1) Reporting the post
2) Deducting reputation from the user

By the way, it says you joined in 2008, but I remember you being on here much, much earlier than that, no?  Or is my age starting to show in my foggy memory?


----------



## Giaguara (May 7, 2010)

When you see spam, just do as ElDiablo does. The mods and admins of that sub forum will get a notification (if they don't happen to find the suspicious posts first). Once a new user is doing nothing but spam (with the variations ElDiablo mentioned), they do win an instaban rather fast, if they aren't contributing to anything useful.
By the did have a few months of rather spam free time until this week.


----------



## #1 Rhapsody (May 7, 2010)

OK Thanks



ElDiabloConCaca said:


> By the way, it says you joined in 2008, but I remember you being on here much, much earlier than that, no?  Or is my age starting to show in my foggy memory?
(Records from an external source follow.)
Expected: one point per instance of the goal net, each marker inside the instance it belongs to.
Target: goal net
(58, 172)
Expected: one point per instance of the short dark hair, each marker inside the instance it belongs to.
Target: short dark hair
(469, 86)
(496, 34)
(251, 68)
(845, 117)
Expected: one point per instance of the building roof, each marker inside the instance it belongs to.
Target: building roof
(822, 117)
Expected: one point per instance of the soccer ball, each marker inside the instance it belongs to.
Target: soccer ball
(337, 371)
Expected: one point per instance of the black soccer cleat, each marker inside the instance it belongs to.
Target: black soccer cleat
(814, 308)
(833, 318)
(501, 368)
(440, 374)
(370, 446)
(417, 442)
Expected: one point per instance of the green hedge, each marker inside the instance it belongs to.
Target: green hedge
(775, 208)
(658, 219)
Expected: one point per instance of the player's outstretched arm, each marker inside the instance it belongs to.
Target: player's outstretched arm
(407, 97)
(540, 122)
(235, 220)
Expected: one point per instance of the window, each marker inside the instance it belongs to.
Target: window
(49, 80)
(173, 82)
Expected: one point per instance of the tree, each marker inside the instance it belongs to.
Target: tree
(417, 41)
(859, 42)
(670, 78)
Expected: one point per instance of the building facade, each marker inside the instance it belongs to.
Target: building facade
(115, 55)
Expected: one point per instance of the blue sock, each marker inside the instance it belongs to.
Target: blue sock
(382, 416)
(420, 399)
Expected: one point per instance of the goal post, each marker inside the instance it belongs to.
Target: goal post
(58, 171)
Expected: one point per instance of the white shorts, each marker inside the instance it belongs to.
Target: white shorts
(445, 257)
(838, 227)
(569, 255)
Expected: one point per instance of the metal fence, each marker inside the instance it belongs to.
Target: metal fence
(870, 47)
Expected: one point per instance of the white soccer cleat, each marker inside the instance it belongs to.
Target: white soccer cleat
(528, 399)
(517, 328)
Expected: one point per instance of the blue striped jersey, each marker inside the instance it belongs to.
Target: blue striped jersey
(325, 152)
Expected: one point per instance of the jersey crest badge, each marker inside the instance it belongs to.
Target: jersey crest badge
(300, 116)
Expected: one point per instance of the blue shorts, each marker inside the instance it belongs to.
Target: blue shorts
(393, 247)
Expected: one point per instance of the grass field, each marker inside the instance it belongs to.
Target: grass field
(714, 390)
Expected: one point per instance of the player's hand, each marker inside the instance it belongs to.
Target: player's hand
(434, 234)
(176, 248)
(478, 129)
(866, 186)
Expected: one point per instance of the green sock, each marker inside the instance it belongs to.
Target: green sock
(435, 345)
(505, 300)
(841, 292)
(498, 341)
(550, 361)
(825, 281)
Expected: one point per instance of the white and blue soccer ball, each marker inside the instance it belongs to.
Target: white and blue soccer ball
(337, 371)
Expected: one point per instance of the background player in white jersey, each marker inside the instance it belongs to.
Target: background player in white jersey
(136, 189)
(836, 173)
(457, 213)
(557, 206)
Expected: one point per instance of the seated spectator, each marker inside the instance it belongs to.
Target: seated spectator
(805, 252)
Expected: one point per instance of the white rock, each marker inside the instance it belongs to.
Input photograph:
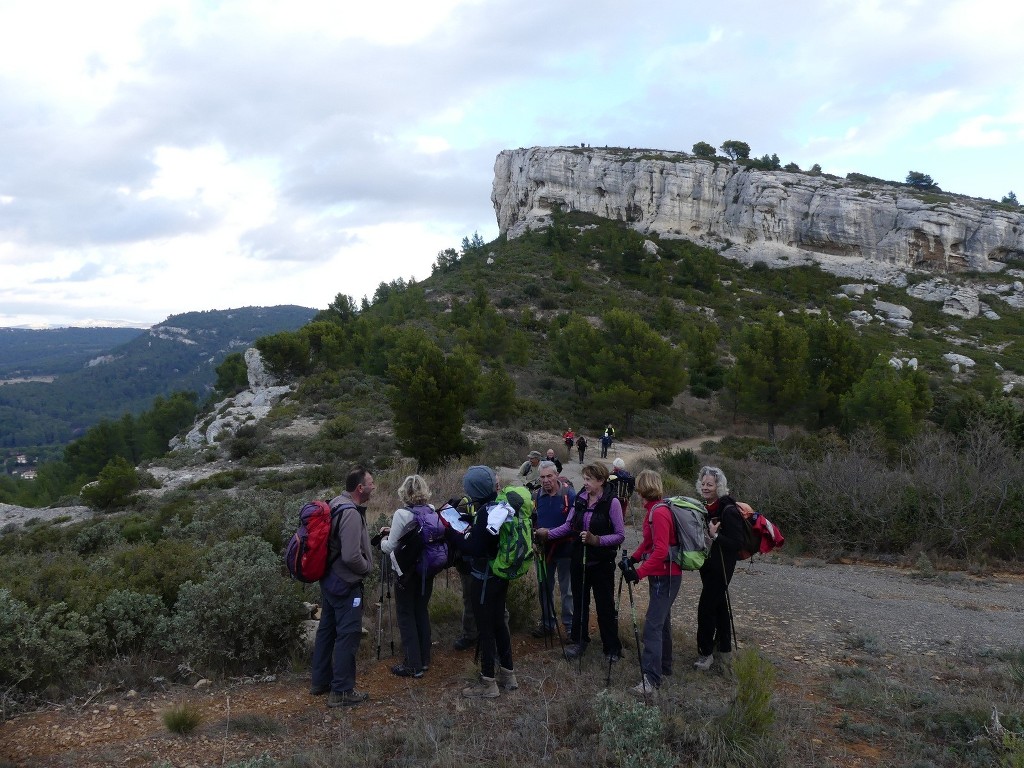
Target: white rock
(859, 316)
(958, 359)
(893, 310)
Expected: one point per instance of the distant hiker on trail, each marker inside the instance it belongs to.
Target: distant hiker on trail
(664, 578)
(530, 470)
(595, 527)
(623, 483)
(554, 460)
(568, 437)
(412, 596)
(726, 528)
(553, 504)
(340, 629)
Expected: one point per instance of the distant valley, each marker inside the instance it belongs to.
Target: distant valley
(57, 383)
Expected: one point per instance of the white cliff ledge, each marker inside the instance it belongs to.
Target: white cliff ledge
(848, 227)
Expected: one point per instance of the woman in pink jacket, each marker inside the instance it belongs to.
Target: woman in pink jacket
(664, 578)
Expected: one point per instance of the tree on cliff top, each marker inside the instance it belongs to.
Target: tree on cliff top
(736, 150)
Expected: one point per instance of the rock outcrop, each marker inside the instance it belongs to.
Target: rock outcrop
(849, 228)
(249, 406)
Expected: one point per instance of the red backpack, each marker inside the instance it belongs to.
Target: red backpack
(306, 556)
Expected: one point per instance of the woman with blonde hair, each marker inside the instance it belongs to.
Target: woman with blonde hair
(595, 527)
(664, 578)
(413, 592)
(726, 528)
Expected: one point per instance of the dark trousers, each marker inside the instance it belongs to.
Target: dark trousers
(337, 641)
(714, 630)
(412, 610)
(600, 579)
(560, 568)
(494, 638)
(656, 657)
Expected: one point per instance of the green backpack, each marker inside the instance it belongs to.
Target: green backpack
(515, 544)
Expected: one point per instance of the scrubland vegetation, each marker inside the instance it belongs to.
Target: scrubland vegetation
(578, 325)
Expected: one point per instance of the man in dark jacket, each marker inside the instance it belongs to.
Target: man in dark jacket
(553, 504)
(349, 560)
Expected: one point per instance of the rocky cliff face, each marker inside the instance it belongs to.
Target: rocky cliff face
(762, 215)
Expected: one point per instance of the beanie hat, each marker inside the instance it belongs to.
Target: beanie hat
(479, 482)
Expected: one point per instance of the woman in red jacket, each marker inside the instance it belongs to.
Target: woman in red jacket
(664, 578)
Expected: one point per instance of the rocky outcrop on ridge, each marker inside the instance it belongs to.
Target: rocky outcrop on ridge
(863, 230)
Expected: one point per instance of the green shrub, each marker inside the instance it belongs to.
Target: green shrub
(115, 486)
(631, 733)
(132, 622)
(243, 615)
(683, 463)
(182, 718)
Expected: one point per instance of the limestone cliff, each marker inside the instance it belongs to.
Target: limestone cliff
(764, 215)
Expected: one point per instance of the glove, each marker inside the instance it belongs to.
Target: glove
(630, 573)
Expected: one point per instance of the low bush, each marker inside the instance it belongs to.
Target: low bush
(182, 718)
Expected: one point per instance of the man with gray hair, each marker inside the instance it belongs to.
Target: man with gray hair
(552, 503)
(530, 470)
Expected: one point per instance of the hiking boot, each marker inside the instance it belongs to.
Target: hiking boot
(645, 689)
(542, 631)
(486, 688)
(506, 679)
(574, 651)
(724, 659)
(347, 698)
(402, 671)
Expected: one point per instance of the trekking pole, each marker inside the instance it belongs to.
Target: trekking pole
(584, 608)
(380, 609)
(619, 604)
(390, 607)
(728, 600)
(541, 566)
(636, 636)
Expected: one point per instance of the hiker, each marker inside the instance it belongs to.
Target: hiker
(529, 472)
(582, 446)
(488, 592)
(664, 578)
(412, 595)
(596, 528)
(340, 628)
(554, 460)
(553, 503)
(623, 483)
(726, 528)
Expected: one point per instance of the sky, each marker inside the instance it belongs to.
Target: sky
(163, 157)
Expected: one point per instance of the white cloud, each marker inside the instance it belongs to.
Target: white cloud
(177, 155)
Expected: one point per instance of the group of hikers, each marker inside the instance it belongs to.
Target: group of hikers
(570, 438)
(577, 538)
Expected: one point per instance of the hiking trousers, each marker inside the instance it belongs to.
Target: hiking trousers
(714, 629)
(494, 639)
(337, 642)
(560, 568)
(412, 610)
(601, 581)
(656, 657)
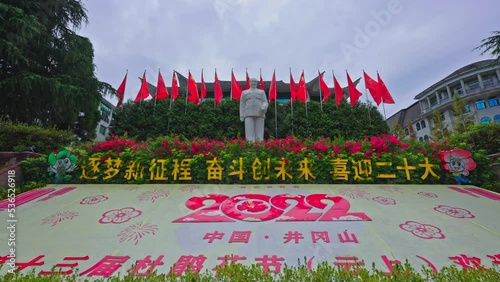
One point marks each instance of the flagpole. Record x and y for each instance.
(200, 97)
(275, 104)
(306, 94)
(382, 101)
(320, 96)
(187, 87)
(366, 94)
(156, 97)
(172, 96)
(214, 89)
(291, 102)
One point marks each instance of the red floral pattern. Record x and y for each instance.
(118, 216)
(252, 206)
(91, 200)
(59, 217)
(422, 230)
(427, 194)
(136, 232)
(384, 201)
(454, 212)
(457, 161)
(152, 195)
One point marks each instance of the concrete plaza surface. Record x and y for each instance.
(108, 230)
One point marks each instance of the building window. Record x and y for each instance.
(102, 130)
(493, 101)
(473, 84)
(497, 119)
(467, 108)
(433, 100)
(480, 104)
(485, 120)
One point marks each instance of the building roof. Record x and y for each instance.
(404, 116)
(463, 70)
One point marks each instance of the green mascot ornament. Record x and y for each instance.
(60, 164)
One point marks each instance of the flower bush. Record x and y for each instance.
(382, 159)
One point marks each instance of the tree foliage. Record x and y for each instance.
(398, 131)
(46, 69)
(149, 120)
(462, 120)
(439, 128)
(491, 45)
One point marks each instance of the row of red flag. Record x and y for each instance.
(377, 89)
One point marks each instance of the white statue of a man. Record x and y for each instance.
(253, 108)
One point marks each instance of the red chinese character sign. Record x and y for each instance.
(459, 163)
(112, 230)
(261, 207)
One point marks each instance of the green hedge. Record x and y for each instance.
(323, 272)
(151, 120)
(130, 161)
(19, 137)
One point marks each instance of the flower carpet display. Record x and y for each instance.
(173, 159)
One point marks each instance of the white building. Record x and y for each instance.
(478, 84)
(106, 109)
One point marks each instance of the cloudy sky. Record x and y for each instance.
(412, 44)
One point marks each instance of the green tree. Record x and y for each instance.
(46, 69)
(439, 129)
(411, 130)
(398, 131)
(147, 120)
(461, 119)
(491, 45)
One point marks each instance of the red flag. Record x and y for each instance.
(261, 82)
(203, 88)
(235, 88)
(373, 87)
(175, 87)
(144, 91)
(301, 89)
(354, 93)
(384, 92)
(293, 89)
(192, 90)
(217, 90)
(247, 85)
(161, 89)
(272, 89)
(324, 88)
(339, 92)
(121, 90)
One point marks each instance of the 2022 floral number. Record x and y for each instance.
(261, 207)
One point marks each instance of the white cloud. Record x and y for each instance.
(417, 45)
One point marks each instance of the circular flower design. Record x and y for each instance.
(252, 206)
(422, 230)
(93, 200)
(119, 215)
(454, 212)
(427, 194)
(136, 232)
(384, 201)
(457, 161)
(59, 217)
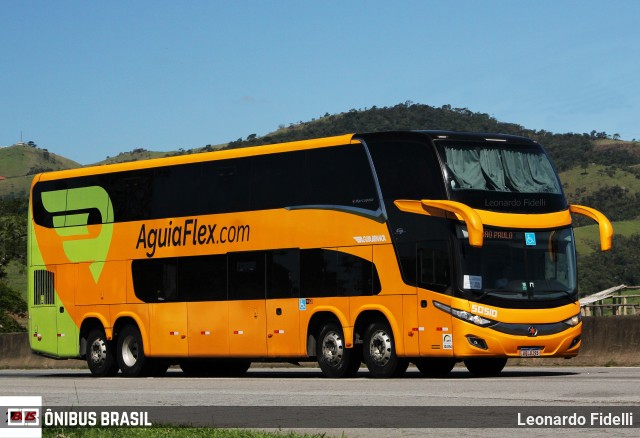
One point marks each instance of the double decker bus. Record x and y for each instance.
(428, 247)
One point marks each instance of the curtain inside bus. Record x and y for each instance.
(504, 170)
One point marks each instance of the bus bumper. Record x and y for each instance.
(473, 341)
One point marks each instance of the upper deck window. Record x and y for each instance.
(499, 167)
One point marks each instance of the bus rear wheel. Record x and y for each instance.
(334, 358)
(379, 352)
(485, 367)
(100, 357)
(131, 358)
(435, 366)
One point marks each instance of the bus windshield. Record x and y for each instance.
(518, 265)
(497, 166)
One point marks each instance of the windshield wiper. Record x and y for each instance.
(498, 291)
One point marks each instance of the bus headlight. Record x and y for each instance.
(464, 315)
(573, 321)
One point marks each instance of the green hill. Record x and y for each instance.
(18, 164)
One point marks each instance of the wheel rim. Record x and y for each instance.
(129, 351)
(380, 348)
(98, 352)
(332, 348)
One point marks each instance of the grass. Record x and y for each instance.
(164, 432)
(587, 237)
(596, 176)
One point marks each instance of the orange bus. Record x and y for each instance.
(429, 247)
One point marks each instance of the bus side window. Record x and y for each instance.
(283, 273)
(433, 265)
(247, 276)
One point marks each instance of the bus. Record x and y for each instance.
(389, 248)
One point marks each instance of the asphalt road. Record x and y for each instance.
(476, 404)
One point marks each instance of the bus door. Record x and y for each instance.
(42, 312)
(51, 327)
(66, 329)
(247, 304)
(283, 305)
(434, 274)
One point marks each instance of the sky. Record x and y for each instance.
(88, 80)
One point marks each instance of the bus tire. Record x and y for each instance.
(379, 352)
(334, 358)
(100, 357)
(485, 367)
(130, 353)
(435, 366)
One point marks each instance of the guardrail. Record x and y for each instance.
(613, 301)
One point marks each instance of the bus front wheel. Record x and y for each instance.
(334, 358)
(100, 357)
(379, 352)
(485, 367)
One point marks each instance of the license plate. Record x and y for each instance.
(530, 351)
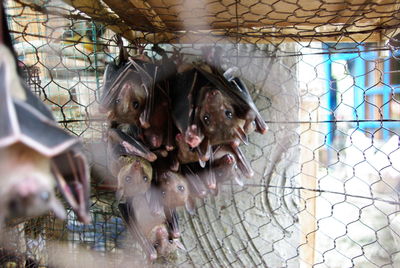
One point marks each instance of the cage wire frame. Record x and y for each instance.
(323, 75)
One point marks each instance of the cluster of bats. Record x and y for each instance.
(174, 130)
(36, 156)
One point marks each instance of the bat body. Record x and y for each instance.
(134, 177)
(159, 133)
(26, 184)
(148, 228)
(28, 126)
(122, 140)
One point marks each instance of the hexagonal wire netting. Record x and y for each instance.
(325, 77)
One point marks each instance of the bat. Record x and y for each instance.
(148, 228)
(183, 96)
(122, 140)
(160, 131)
(128, 90)
(234, 87)
(175, 192)
(134, 177)
(72, 175)
(26, 184)
(236, 90)
(28, 124)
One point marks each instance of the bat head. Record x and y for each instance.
(218, 117)
(31, 197)
(27, 185)
(130, 102)
(134, 177)
(162, 242)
Nope.  Though it does seem like it was longer ago than that.

Also, it seems like this forum needs more people replying to the others that need help.  Maybe I should start frequenting these forums again.


----------



## Giaguara (May 8, 2010)

You're right - give it a try  (it sure doesn't feel like having been that many years for me here.. heh) good people and good post always create good karma.


----------